Letting anyone else set your training almost certainly is sub-optimal for you. Developers need to get out of the mindset that it is the company that grows them and into the mindset that it is their own responsibility. Sure you might take advantage of the opportunities offered by the company, but don’t expect that someone else will be responsible.

> the training provided by the company reflects the skills they want you to have, not the ones that you might most want to have.

This usually means you should leave if they won't fix it. They either bait-and-switched you into a job different from the job you signed up for, or else they did not understand their own needs and hired a wrong-fitting person.

I agree that developers are responsible for their own growth -- in the sense that they should quit jobs that are not imparting experience to them that helps them to reach their goals.

They should not, however, work that demanding yet not-goal-empowering job and also perform overly burdensome self-study, second jobs, night classes, etc., to make up the gap created by their employer's lack of ability or willingness to plan or manage correctly.

> but that each person should take responsibility for their own career development

> not expect this is something provided by their employer

The best way to take responsibility for your career development is to insist it is provided by your employer and to find a better employer if/when that's not the case.

I only have X hours of high productivity a week. I need the high productivity hours to effectively learn but they are also the hours that really justify my high income.

Think about it another way - if you lose a day a week of productive work because of training that means your employer is paying you for 5 days and only getting 4 days of work from you.

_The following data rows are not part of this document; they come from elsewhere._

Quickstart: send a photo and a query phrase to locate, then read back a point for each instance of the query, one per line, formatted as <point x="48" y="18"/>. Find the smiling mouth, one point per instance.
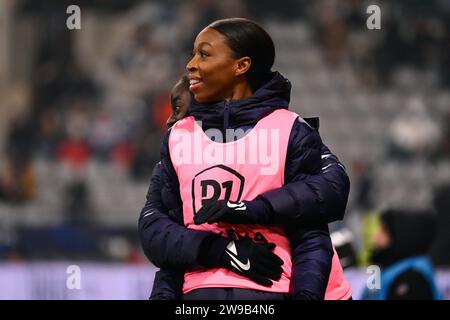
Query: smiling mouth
<point x="194" y="84"/>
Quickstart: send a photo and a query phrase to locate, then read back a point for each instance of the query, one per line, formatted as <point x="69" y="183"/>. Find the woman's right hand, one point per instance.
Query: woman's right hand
<point x="252" y="260"/>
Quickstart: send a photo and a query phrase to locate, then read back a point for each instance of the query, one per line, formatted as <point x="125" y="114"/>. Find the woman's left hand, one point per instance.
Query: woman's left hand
<point x="223" y="211"/>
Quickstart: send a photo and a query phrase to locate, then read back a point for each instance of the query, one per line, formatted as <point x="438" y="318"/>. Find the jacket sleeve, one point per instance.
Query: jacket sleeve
<point x="166" y="242"/>
<point x="316" y="184"/>
<point x="312" y="255"/>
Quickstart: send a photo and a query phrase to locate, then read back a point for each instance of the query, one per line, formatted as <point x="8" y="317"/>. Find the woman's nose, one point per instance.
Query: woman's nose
<point x="192" y="65"/>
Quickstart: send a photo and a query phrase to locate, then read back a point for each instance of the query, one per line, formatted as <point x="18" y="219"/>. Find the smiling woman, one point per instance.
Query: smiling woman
<point x="240" y="202"/>
<point x="229" y="67"/>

You can look at it in different way.

If company buys a car, it starts loosing its value. There is certain proportion you can write off each year and finally you can write off the car completely.

You are in fact suggesting the same to be applied to human beings.

I think that human beings can not afford that, they have to be as new also after 5 years of work, or even 10 and more.

This does not happen by itself, one has to put time and money into it and this should be fairly compensated.

There are two ways for it - it happens as part of work and is therefore compensated as salary, or it happens after regular work hours and is compensated as overtime.

There is no other way how it would be fair to the employee. They are not cars that can be used and thrown away.